We got it from Equipment Zone, there is no problem with them or the paper per say except for the fact that if you use it a couple of times you have to discard it. However, you never really know how many uses you can get out of it. If you use it and you dont see a wrinkle in it, you can ruin your image. Also if you use it one too many times it messes up the ink. 

I would just discard them after every use but they are 55 dollars for a box of 250 which is roughly .25cents a sheet when you include shipping.

Now, if this is the only way to do it, thats fine I will get used to it but what I am wondering is...

1) is there an alternative pressing sheet? I have heard about teflon but I also heard that it would leave a glossy coat and we shouldnt use it. 

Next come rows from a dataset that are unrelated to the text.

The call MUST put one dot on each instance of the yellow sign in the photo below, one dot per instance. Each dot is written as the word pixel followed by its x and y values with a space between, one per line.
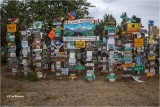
pixel 138 44
pixel 11 28
pixel 151 58
pixel 128 65
pixel 132 27
pixel 80 44
pixel 138 40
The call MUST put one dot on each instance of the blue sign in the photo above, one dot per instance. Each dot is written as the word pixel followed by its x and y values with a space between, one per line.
pixel 58 42
pixel 138 60
pixel 128 59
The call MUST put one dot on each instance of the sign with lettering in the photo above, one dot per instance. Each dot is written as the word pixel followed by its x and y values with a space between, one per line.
pixel 138 68
pixel 151 57
pixel 11 28
pixel 128 65
pixel 37 25
pixel 82 38
pixel 80 44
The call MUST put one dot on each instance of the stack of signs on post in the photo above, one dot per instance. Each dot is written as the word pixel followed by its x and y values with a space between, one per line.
pixel 25 51
pixel 36 53
pixel 89 66
pixel 45 52
pixel 128 58
pixel 152 51
pixel 111 28
pixel 12 59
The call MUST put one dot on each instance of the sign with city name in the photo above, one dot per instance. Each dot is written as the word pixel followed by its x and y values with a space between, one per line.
pixel 151 57
pixel 109 28
pixel 128 65
pixel 80 44
pixel 138 68
pixel 82 38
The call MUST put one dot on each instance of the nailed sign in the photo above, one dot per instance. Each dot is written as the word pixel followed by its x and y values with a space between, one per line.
pixel 80 44
pixel 11 28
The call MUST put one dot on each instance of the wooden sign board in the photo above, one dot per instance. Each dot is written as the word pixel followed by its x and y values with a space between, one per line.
pixel 138 40
pixel 58 28
pixel 80 44
pixel 11 28
pixel 128 65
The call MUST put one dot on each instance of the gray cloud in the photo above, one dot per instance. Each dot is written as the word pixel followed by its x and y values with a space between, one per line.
pixel 144 9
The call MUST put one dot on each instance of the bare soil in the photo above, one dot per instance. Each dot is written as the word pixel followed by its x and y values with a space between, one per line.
pixel 49 92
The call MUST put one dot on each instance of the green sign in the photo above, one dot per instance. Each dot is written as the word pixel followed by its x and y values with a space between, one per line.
pixel 109 28
pixel 80 67
pixel 72 43
pixel 116 57
pixel 58 32
pixel 138 68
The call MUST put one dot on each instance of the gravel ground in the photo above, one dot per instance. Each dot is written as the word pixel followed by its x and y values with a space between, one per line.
pixel 78 92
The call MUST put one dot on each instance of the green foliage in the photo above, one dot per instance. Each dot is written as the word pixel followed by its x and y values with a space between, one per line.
pixel 3 59
pixel 32 76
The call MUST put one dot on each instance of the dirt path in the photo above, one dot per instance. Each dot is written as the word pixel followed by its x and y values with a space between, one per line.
pixel 78 93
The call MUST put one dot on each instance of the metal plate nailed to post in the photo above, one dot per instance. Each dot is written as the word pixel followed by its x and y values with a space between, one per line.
pixel 80 44
pixel 128 65
pixel 11 28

2) if not an alternative sheet, any alternative suppliers of the same type of sheets? 55 dollars for 250 sheets seems like a lot IMO. 

Any help would be appreciated, thanks.


----------



## sharktees (Dec 12, 2007)

The teflon sheets work great and last for1000's of prints,We use a teflon bra on the bottom and top of the press ,I got tired of puting on and taking off the sheet and there is no chance of smearing the print,Stahls sells them,every few prints I just wipe off the top bra due to ink build up.In the long run it will save you time and money,I think they are 45.00.Good luck


----------



## Arithian (Dec 27, 2007)

Awesome! Two questions for ya.

1) Does teflon also work for pretreatment in place of the non silicone sheets?

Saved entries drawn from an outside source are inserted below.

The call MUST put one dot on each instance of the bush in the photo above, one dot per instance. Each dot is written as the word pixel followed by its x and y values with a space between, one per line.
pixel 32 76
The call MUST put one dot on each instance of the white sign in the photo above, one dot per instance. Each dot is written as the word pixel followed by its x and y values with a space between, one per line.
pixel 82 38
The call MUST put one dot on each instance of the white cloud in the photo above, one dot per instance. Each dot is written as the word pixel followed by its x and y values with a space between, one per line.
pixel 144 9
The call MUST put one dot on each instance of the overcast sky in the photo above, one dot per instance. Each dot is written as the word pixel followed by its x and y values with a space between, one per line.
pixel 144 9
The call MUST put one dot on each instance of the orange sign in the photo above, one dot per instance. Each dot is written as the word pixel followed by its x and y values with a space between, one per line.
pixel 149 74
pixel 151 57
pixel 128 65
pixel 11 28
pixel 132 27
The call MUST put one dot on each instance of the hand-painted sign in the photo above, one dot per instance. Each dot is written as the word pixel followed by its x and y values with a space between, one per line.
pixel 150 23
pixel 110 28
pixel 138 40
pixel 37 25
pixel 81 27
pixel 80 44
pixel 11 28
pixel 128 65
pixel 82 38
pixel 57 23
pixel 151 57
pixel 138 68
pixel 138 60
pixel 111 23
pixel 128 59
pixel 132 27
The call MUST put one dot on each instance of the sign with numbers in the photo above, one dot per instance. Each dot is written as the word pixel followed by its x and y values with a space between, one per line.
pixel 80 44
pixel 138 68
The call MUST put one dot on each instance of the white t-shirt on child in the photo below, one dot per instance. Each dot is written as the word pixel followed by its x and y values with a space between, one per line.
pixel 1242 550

2) Does it really leave a glossy look to prints? And if so, how much of a glossy look to prints?


----------



## sunnydayz (Jun 22, 2007)

Here is a place that is alot cheaper , its less than half that price for the silicone treated parchment 16 x 20 inch sheets  heres the link, this is where I order from. Matfer Bourgeat EXOPAP - Parchment Paper , I would also make sure the paper you get is not quilan and is silicone treated as that will make a difference.

I use the silicone parchment because I find the steam escapes alot easier than with the teflon sheet and cures evenly, where I have found with the teflon, it does not cure as well in the middle of the image. Maybe because with the teflon the steam in the middle is last to leave.

Hope this helps


----------



## equipmentzone (Mar 26, 2008)

Arithian said:


> Alright, I am relatively new to the DTG industry but have been printing for over a month now. I really must say that I am not liking this silicone paper.
> 
> We got it from Equipment Zone, there is no problem with them or the paper per say except for the fact that if you use it a couple of times you have to discard it. However, you never really know how many uses you can get out of it. If you use it and you dont see a wrinkle in it, you can ruin your image. Also if you use it one too many times it messes up the ink.
> 
> ...



Joe,

You should not use teflon sheets with shirts printed with white ink since it leaves a glossy look not only on the ink but also on the pretreatment "box" that you applied to the shirt.

However, we may have a replacement to using the silicone paper! I am sending you out a new product we have been testing which you should receive tomorrow. I have had some customers trying it out for us and they are very happy with it. It is a permanent sheet that can be used continuously, does not wrinkle, and just needs to occasionally be wiped clean. Give it a try and let me know what you think.

Harry


----------



## Arithian (Dec 27, 2007)

Harry,

It never ceases to amaze me the lenghts Equipment Zone goes to for its customers. Thank you very much, once again we owe you big time. I will let you know how it works out!


Joe


----------



## VampieOodles (Oct 5, 2009)

Harry, Where do you have this silicone replacement sheet on your site? I looked for it, but didn't see it. Thanks!


----------



## sirslickenstein (Jun 19, 2007)

The silicone paper that I got with my T JET 2 is leaving flakes in the ink...maybe pulling away after about 3 or 4 prints. Is this normal? I am using a 16 x 24 clam shell press at 166 c for 210 secs on the black tee's with a white underbase. Its seems to be only on the black ink that it flakes.


----------



## Dtgman (Feb 11, 2010)

1) Does teflon also work for pretreatment in place of the non silicone sheets? - NO it does not dry the treatment fully

2) Does it really leave a glossy look to prints? And if so, how much of a glossy look to prints? it leaves a decent gloss, looks nice thou if you want to dry an image without gloss just use a heat dryer or a swing press and dont press it


----------